Bir gün sabah kalkıp da yıllardır yüzüne bakmadıklarının elini sıkanlar, hakaret ettiklerine methiye düzenler bir yanda. Biz durduğumuz yerde duruyoruz. ‘Terörsüz Türkiye diyemezsiniz.’ Diyoruz, ‘Terörsüz ve demokratik Türkiye istiyoruz’ diye söylüyoruz. Ama bir yandan ‘Efendim terörsüz Türkiye olsun ama demokrasi bunun ön şartı olmasın.’ Yok ya, ne olacak? Sen burada zulüm edeceksin, sonra öbür tarafta senin istediğin takvim bildiğin gibi işleyecek. Gelinen aşamada bazı uyarıları yapmamız gerekiyor. Komisyon faaliyetlerinin dar bir alana sıkıştırılmasından rahatsızız. İlk başta da söyledik: ‘Bu komisyon bir kişinin, bir partinin siyasi kariyer hesaplarıyla ve çeşitli al - ver hesaplarına alet edilecek bir komisyon değildir. Şehit ailelerini, gazileri üzmeden barışı getirmesi gereken, bu ülkenin parasını topa, tüfeğe, terörle mücadeleye değil; yoksullara, ihtiyaç duyanlara, geleceğine, gençlerine harcaması gereken bir süreçteyiz’ dedik.
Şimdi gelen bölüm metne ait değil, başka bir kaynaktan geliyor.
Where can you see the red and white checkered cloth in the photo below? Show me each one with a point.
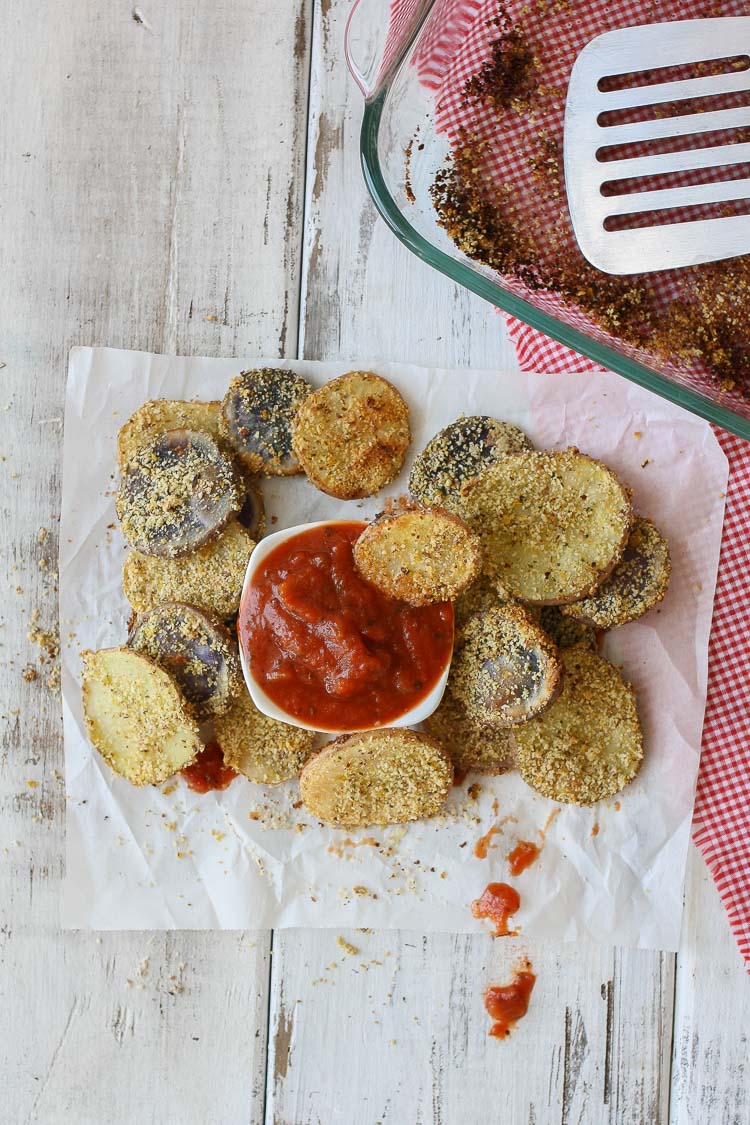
(452, 46)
Geldiğimiz noktada Meclis’te 10 partinin mutabakatla verdiği kanun teklifi dururken, Erdoğan ‘Efendim kayyım artık bir istisna olacak, kayyım atanan belediyeler olmayacak’ demişken, komisyon koca bir yazı yemişken, kayyım atanan 13 belediye orada duruyor. Üçü bizim, 10’u DEM’in. Diğer bir taraftan ‘Batıda seçim kazanamayacağı için Kürtler, CHP’nin listesinden birer - ikişer aday gösterilip CHP’ye oy vermek suretiyle batıdaki kentlerin yönetiminde söz sahibi edildiler.’ Bunun adı Kent Uzlaşısı iddianamesi. Kent Uzlaşısı suçlaması. Birisi sözünü söyleyemiyormuş, bir temsilci konmuş. Söz sahibi olmuş, bu terörle ilişkiliymiş. Bu ayıp ortada dururken, komisyon orada bir yandan dinliyor, dinliyor, dinliyor.
"DEVLET BAHÇELİ ÖNCE BİR YIL ÖNCE DEDİKLERİNE BAKACAK"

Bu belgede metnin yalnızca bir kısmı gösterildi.